As it has not been argued on appeal, we deliberately refrain from deciding at this time whether the Government has standing to appear as a party on appeal when it has declined to participate in an FCA case in the district court.

State Farm, obviously, wants Judge Senter to get lost:

The Rigsbys have asked this Court to reconsider its prior scheduling order and to reopen and exponentially expand discovery in this case…State Farm respectfully submits that this dispositive legal issue is ripe for review and should be decided before the Rigsbys’ motion for reconsideration is taken up and before this case goes to trial.

However, State Farm’s team of buckin’ fuzzards at  little-slow-Butler-Snow was more than a little slow launching this effort to detail Judge Senter’s December 1 Status Conference with the Rigsbys’ motion on the agenda.

The Sixth’s decision on Summers was issued October 4th and out on the legal news services before the close of business the next day, October 5th  – but  State Farm waited a full month and two-plus weeks to bring the matter to the Court’s attention.

Without knowing who and how many Butler Snow partners are wandering and wondering instead of working, SLABBED applies Hanlon’s Razor – certain that both the Rigsbys’ counsel and Judge Senter will give the Notice a close shave – and, unlike Boggs’ who reached his decision with a political compass, Judge Senter’s moral compass will guide him to a logical and lawful decision.

2 thoughts on “Business a little slow at Butler Snow? Must be – considering the Notice filed by State Farm in Rigsby qui tam”
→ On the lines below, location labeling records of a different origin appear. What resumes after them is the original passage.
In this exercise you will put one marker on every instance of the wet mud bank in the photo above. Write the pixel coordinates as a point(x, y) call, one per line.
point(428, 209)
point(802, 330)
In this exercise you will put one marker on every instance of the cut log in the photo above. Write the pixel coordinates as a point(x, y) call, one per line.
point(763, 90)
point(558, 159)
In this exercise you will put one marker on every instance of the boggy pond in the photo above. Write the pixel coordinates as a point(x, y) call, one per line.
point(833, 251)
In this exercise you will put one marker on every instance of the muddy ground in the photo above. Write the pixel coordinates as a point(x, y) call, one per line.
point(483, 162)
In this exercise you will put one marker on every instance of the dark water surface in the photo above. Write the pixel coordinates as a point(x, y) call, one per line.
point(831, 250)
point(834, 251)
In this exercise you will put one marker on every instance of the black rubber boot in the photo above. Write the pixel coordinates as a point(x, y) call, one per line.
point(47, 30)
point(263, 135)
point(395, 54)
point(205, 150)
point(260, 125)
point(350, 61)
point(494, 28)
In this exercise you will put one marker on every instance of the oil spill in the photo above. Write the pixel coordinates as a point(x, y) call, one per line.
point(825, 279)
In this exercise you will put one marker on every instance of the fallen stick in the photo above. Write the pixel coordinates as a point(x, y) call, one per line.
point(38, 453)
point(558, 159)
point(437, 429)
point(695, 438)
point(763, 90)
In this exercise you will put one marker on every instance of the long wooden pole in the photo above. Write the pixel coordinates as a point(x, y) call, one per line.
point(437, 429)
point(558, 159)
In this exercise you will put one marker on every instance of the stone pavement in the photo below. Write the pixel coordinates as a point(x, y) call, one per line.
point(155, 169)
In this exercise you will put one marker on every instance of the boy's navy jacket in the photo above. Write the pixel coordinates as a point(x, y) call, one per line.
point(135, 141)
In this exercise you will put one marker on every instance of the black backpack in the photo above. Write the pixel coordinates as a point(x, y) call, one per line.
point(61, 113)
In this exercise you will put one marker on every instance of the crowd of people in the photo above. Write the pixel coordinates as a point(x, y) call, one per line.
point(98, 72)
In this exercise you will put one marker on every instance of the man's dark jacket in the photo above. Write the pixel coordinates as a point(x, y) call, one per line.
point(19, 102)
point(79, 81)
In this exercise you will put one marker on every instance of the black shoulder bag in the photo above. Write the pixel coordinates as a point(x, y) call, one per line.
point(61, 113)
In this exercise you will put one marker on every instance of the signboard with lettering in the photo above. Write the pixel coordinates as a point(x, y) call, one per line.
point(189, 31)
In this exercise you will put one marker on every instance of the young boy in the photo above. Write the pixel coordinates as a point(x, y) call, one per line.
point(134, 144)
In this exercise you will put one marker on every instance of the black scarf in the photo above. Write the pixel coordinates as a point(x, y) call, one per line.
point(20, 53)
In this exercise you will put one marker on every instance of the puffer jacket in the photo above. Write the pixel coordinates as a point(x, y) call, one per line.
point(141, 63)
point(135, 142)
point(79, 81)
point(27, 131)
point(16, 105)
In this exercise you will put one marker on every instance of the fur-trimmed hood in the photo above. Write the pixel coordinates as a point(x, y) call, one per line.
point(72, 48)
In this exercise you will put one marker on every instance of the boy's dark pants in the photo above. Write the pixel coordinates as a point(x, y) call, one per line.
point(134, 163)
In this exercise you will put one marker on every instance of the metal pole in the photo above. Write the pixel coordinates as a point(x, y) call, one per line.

  1. Nowdy, with all due respect, may I ask:

    1) Is Judge Boggs a relative of the Louisiana political dynasty of Hale and Lindy Boggs ?

    And,
    2) Just how are the Rigsbys sisters coping with this neverending legal quagmire ?

  2. Whit, re #1 – don’t think so, Judge Boggs was born in Havana – well, on second thought, anything seems possible when Louisiana politicians are involved.

    #2 – assume with their usual grace. A friend-of-a-friend who attended the hearing in May 09 told me the Rigsby sisters were “class” – and obviously extremely knowledgeable, as well.

    Considering how they had been treated up to that point, they have to be what my mother always called “high-type people”. IOW, nothing at all like the “trailer trash” State Farm has made the ought to be.